Une simple panne d’ascenseur et c’est tout un quotidien qui se complexifie et se transforme en véritable chemin de croix. Un désagrément inconfortable, mais devant la peine, on peut s’armer de courage et se répéter l’adage «contre mauvaise fortune bon cœur», tout en gravissant les étages jusqu’à notre palier de porte en se disant qu’on entraîne notre endurance.
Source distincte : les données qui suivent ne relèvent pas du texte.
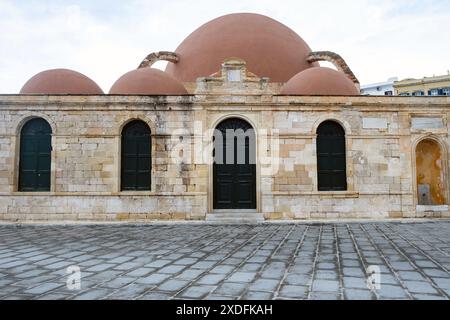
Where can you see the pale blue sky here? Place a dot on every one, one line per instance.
(104, 39)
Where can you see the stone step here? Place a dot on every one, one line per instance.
(235, 217)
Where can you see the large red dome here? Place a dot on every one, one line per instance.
(60, 81)
(147, 81)
(320, 81)
(270, 48)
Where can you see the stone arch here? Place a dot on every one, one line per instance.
(343, 123)
(154, 57)
(430, 171)
(24, 119)
(336, 60)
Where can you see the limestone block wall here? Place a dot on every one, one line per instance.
(381, 137)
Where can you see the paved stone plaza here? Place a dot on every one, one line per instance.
(200, 261)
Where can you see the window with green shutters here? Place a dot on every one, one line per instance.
(35, 156)
(136, 160)
(331, 158)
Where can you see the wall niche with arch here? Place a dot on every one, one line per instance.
(430, 174)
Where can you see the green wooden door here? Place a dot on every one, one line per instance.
(35, 156)
(136, 157)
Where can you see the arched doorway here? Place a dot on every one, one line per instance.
(136, 159)
(429, 173)
(331, 157)
(234, 167)
(35, 156)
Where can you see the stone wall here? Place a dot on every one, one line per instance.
(381, 136)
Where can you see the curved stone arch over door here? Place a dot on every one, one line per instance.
(35, 156)
(234, 167)
(430, 173)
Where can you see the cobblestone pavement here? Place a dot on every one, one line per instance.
(196, 261)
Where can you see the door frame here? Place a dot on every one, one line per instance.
(216, 121)
(18, 125)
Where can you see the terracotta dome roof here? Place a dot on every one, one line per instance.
(60, 81)
(270, 48)
(320, 81)
(147, 81)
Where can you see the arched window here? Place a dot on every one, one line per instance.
(331, 166)
(136, 157)
(35, 156)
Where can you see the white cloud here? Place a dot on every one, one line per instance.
(104, 39)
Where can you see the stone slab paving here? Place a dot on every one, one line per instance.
(203, 261)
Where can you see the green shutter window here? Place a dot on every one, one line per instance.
(35, 156)
(331, 158)
(136, 157)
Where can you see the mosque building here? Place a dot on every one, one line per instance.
(243, 125)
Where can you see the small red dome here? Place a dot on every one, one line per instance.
(147, 81)
(269, 48)
(60, 81)
(320, 81)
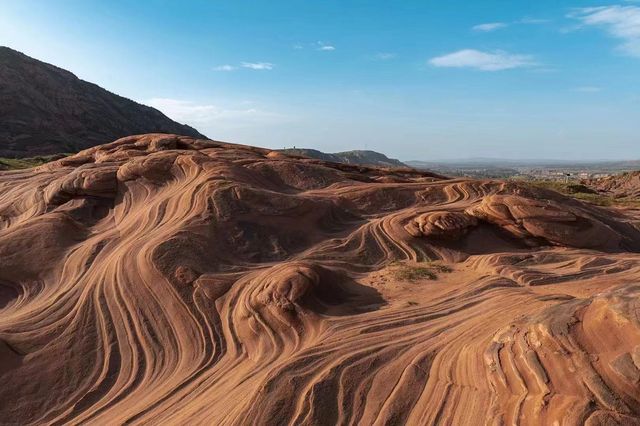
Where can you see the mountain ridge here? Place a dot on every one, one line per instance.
(361, 157)
(47, 110)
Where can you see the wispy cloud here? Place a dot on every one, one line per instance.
(484, 61)
(621, 22)
(532, 21)
(384, 56)
(257, 65)
(491, 26)
(208, 115)
(325, 47)
(225, 67)
(494, 26)
(588, 89)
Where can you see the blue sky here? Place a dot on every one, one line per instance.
(413, 79)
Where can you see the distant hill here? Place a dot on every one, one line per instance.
(624, 185)
(47, 110)
(369, 158)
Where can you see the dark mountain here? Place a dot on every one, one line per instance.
(46, 110)
(369, 158)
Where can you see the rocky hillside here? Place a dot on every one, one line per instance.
(47, 110)
(620, 186)
(368, 158)
(166, 280)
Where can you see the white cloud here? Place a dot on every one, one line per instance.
(491, 26)
(621, 22)
(225, 67)
(258, 65)
(384, 56)
(325, 47)
(588, 89)
(484, 61)
(211, 116)
(533, 21)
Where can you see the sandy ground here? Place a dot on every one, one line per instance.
(167, 280)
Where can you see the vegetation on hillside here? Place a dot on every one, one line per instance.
(584, 193)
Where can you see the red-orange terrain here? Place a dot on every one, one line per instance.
(167, 280)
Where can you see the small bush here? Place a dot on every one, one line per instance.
(428, 271)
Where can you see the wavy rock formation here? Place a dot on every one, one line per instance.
(162, 279)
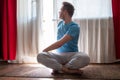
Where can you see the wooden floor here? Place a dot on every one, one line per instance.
(25, 72)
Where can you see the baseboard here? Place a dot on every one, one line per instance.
(3, 62)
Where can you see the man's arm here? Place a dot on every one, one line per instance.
(59, 43)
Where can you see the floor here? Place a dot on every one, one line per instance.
(7, 68)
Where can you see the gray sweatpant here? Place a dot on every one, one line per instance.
(71, 60)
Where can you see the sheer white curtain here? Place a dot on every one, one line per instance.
(96, 28)
(28, 30)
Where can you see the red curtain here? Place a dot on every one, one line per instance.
(8, 29)
(116, 19)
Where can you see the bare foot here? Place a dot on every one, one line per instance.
(72, 71)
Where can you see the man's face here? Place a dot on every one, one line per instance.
(62, 13)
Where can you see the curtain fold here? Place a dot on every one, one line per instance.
(9, 29)
(28, 22)
(96, 28)
(116, 19)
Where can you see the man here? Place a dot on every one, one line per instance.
(67, 59)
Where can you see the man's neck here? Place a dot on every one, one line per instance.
(67, 20)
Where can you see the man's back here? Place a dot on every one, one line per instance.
(71, 29)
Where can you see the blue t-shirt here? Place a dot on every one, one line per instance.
(71, 29)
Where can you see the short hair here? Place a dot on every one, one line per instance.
(69, 7)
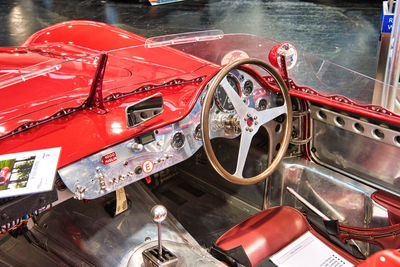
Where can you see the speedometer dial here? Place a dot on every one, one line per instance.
(221, 99)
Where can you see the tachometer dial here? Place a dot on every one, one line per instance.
(248, 88)
(221, 99)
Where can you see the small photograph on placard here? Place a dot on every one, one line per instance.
(14, 173)
(28, 172)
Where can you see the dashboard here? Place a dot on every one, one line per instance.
(141, 156)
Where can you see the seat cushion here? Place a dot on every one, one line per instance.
(270, 230)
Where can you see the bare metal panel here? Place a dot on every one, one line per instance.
(371, 155)
(335, 195)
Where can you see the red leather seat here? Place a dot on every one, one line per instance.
(268, 231)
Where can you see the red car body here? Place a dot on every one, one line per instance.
(5, 175)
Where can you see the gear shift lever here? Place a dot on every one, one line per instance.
(159, 213)
(157, 255)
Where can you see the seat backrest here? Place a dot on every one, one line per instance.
(270, 230)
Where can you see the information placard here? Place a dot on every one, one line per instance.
(28, 172)
(308, 251)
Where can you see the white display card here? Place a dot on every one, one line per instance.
(308, 251)
(28, 172)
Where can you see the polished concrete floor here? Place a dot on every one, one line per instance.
(345, 32)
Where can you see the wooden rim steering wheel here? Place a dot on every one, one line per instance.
(249, 120)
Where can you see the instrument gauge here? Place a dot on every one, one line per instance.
(178, 140)
(248, 88)
(221, 99)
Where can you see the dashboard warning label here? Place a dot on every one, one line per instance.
(147, 166)
(106, 159)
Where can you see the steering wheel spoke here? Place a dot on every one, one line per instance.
(245, 142)
(272, 113)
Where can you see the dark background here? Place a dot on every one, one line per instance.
(344, 32)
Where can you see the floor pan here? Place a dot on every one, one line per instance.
(203, 211)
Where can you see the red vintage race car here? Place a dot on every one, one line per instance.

Cette pénibilité est tout autre lorsque l’on est âgé de plus de 80 ans et que l’on a 114 marches à monter. Une précision tout sauf anecdotique, car cet article émane d’un appel à l’aide d’un couple de lecteurs octogénaires résidant à Vevey et privé de ce dispositif depuis la mi-août. Malgré plusieurs sollicitations auprès de leur gérance située à Lausanne, l’ascenseur est resté inactif durant près d’un mois. «Et je ne suis même pas la plus âgée de cet immeuble», s’émeut notre lectrice.
3 semaines sans ascenseur
Selon la régie, le retard de la remise en marche est dû à une pièce en réparation à l’usine. À la fin du mois d’août, les locataires reviennent à la charge, car leur gérance leur a entre-temps fait parvenir une augmentation de loyer pour le mois d’octobre. Le couple s’indigne alors du retard et de ce manque de considération.
Contactée, l’octogénaire dit avoir «eu de la chance» de pouvoir quitter provisoirement leur logement pour trouver refuge dans leur chalet, le temps que l’ascenseur soit réparé. «Imaginez les personnes âgées et les familles qui doivent faire leur lessive à la cave!», déplore la locataire.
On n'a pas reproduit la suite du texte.